Add the eight 8-bit values in m1 to the eight 8-bit values in m2.

__m64 _m_paddw(__m64 m1, __m64 m2)

Add the four 16-bit values in m1 to the four 16-bit values in m2.

__m64 _m_paddd(__m64 m1, __m64 m2)

Add the two 32-bit values in m1 to the two 32-bit values in m2.

__m64 _m_paddsb(__m64 m1, __m64 m2)

Add the eight signed 8-bit values in m1 to the eight signed 8-bit values in m2 using saturating arithmetic.

__m64 _m_paddsw(__m64 m1, __m64 m2)

Add the four signed 16-bit values in m1 to the four signed 16-bit values in m2 using saturating arithmetic.

__m64 _m_paddusb(__m64 m1, __m64 m2)

Add the eight unsigned 8-bit values in m1 to the eight unsigned 8-bit values in m2 and using saturating arithmetic.

__m64 _m_paddusw(__m64 m1, __m64 m2)

Add the four unsigned 16-bit values in m1 to the four unsigned 16-bit values in m2 using saturating arithmetic.

__m64 _m_psubb(__m64 m1, __m64 m2)

Subtract the eight 8-bit values in m2 from the eight 8-bit values in m1.

__m64 _m_psubw(__m64 m1, __m64 m2)

Subtract the four 16-bit values in m2 from the four 16-bit values in m1.

__m64 _m_psubd(__m64 m1, __m64 m2)

Subtract the two 32-bit values in m2 from the two 32-bit values in m1.

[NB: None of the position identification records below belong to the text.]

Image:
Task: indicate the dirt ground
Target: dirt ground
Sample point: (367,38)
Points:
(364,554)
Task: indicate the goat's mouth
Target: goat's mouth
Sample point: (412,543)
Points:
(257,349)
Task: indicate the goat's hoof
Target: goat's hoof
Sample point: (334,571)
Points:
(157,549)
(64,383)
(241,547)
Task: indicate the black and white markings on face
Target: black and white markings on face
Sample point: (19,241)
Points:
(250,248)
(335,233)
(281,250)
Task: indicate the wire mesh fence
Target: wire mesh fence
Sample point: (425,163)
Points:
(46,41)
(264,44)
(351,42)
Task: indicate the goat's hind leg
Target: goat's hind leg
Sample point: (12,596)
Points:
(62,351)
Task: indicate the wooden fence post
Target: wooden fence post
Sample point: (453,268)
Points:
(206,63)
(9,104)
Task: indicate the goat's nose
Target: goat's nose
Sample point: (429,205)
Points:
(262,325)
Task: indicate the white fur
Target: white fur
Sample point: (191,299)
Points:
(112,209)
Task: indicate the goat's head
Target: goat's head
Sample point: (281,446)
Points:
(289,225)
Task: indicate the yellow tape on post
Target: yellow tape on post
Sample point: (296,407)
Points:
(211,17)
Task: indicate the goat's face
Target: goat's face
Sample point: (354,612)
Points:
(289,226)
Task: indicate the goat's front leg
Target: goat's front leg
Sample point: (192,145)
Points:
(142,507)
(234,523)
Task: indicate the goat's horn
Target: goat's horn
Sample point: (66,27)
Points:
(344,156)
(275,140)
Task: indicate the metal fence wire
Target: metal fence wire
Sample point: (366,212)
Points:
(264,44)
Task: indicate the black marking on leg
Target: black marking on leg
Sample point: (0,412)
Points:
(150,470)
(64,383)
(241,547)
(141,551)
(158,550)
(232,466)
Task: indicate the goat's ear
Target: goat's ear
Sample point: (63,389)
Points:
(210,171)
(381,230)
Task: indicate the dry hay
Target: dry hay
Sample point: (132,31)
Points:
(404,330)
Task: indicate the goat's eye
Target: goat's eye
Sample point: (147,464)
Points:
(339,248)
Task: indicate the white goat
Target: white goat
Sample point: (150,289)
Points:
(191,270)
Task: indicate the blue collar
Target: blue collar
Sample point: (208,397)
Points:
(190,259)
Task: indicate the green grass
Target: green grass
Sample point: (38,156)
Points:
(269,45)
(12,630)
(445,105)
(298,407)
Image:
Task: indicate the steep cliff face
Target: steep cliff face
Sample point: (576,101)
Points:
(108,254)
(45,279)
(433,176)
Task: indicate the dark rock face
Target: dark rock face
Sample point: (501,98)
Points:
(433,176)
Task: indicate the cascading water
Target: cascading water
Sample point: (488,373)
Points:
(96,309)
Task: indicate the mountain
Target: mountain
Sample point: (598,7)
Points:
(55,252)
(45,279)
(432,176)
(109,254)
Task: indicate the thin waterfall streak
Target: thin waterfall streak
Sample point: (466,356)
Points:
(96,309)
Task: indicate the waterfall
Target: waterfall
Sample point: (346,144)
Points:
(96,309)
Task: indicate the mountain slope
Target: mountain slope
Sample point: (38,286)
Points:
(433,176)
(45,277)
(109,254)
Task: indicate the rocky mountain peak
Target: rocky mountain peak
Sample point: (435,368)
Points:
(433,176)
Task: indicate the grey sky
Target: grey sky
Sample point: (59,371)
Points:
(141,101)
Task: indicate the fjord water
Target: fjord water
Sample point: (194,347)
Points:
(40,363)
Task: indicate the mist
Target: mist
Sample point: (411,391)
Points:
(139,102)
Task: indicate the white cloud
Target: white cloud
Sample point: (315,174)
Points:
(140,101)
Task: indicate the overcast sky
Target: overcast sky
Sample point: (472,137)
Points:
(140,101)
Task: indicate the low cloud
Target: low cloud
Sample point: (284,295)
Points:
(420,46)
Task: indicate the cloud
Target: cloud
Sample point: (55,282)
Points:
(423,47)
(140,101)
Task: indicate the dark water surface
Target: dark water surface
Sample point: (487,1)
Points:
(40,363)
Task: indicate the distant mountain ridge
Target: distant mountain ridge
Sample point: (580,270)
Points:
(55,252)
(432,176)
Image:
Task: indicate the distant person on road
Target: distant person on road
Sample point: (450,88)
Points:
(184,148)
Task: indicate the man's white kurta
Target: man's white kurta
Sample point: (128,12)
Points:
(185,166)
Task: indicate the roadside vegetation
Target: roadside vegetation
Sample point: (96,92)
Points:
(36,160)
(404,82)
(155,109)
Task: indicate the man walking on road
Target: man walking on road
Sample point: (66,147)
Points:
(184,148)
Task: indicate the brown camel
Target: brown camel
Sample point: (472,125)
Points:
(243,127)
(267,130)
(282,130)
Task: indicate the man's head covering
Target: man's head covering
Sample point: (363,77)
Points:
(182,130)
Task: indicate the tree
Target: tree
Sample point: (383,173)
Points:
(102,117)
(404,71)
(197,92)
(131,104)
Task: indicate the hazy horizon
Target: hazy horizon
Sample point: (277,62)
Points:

__m64 _m_psubsb(__m64 m1, __m64 m2)

Subtract the eight signed 8-bit values in m2 from the eight signed 8-bit values in m1 using saturating arithmetic.

__m64 _m_psubsw(__m64 m1, __m64 m2)

Subtract the four signed 16-bit values in m2 from the four signed 16-bit values in m1 using saturating arithmetic.

__m64 _m_psubusb(__m64 m1, __m64 m2)

Subtract the eight unsigned 8-bit values in m2 from the eight unsigned 8-bit values in m1 using saturating arithmetic.

__m64 _m_psubusw(__m64 m1, __m64 m2)

Subtract the four unsigned 16-bit values in m2 from the four unsigned 16-bit values in m1 using saturating arithmetic.

__m64 _m_pmaddwd(__m64 m1, __m64 m2)

Multiply four 16-bit values in m1 by four 16-bit values in m2 producing four 32-bit intermediate results, which are then summed by pairs to produce two 32-bit results.

__m64 _m_pmulhw(__m64 m1, __m64 m2)

Multiply four signed 16-bit values in m1 by four signed 16-bit values in m2 and produce the high 16 bits of the four results.

__m64 _m_pmullw(__m64 m1, __m64 m2)

Multiply four 16-bit values in m1 by four 16-bit values in m2 and produce the low 16 bits of the four results.